I fully expect, within 14 days of now (if that), for people to be using this in busy locations to send links out to victims friends telling them to "click here to browse my holiday photos with this cool FakePhotosRealMalware tool!".

Not that I'm going to do it, just that it's really obvious and I want to feel smug for totally calling it.

The Good Old Days (3, Funny)

IonOtter (629215) | more than 3 years ago | (#34070076)

Back when I was a student in college, we were using DEC VAX/VMS systems to provide service to the campus network.

I loved the help menu. It was VERY useful to do all sorts of things, such as creating your LOGIN.COM file. With the LOGIN.COM file, you could set your command prompt, establish which home directory to use, create macros to start batch jobs...you name it.

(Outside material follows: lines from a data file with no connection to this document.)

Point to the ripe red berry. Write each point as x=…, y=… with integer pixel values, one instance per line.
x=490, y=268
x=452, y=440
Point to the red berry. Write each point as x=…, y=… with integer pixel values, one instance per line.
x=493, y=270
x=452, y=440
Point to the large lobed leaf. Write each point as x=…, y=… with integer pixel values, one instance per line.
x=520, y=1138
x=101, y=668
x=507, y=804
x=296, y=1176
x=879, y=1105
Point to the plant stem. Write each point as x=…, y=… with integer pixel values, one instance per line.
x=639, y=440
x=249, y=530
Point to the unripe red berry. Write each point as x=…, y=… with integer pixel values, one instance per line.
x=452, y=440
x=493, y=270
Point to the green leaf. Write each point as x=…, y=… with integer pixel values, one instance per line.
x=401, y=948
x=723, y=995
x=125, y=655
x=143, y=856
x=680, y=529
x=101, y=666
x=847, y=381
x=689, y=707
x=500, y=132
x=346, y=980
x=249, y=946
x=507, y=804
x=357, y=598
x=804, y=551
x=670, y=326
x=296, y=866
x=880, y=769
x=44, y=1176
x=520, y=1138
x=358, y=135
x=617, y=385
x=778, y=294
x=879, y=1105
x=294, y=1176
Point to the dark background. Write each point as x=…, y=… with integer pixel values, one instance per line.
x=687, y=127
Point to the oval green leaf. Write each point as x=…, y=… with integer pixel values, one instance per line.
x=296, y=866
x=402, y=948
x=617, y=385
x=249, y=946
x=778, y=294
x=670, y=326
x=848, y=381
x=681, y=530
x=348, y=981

Occasionally, we'd come across someone who forgot to log out of their session, and just left ms-kermit running on their terminal.

If it was the first time, we'd telnet into their mail client and send them an email from themselves, warning them to be more careful. If it was the second time, we had a bit more fun.

Such as setting their home directory ATTRIB *.* +H

The best was when we edited their LOGIN.COM file, so that whenever they tried to execute *any* commands, it would send a pmail to the sysadmin saying, "I'm an idiot who left his account open, and I need an adult to fix it for me, please?"

Not surprisingly, the sysadmin WAS amused by this, and had great fun exacerbating the torture. It was a different era, when sysadmins had PhD's and a sense of humor.

Fond memories...

You can't stop the signal, Mal. (0)

Anonymous Coward | more than 3 years ago | (#34070092)

"You can't stop the signal, Mal. Everything goes somewhere, and I go everywhere." -- Mr. Universe, Serenity

Author is ignoring the obvious (3, Insightful)

meeotch (524339) | more than 3 years ago | (#34070104)

Clearly, the people in the article have blocked Facebook messages from themselves. I've done this myself, in fact. It's the only way to keep the dozens of warnings I receive every day about how insecure Facebook is from clogging my inbox.

Re:Author is ignoring the obvious (2)

hedwards (940851) | more than 3 years ago | (#34070570)

What annoys me about Firefox is that it doesn't let you easily sidestep the security on a temporary basis. Either you can't go in or it wants you to create a permanent exception. I'm not really sure why it can't provide a convenient way of making it a one time deal. Once I'm in if I decide to do that, then is the appropriate time for me to decide whether to add a permanent exception or not.

In virtually all cases I'm not going back to that site, so ultimately not providing a convenient temporary access is probably worse for security.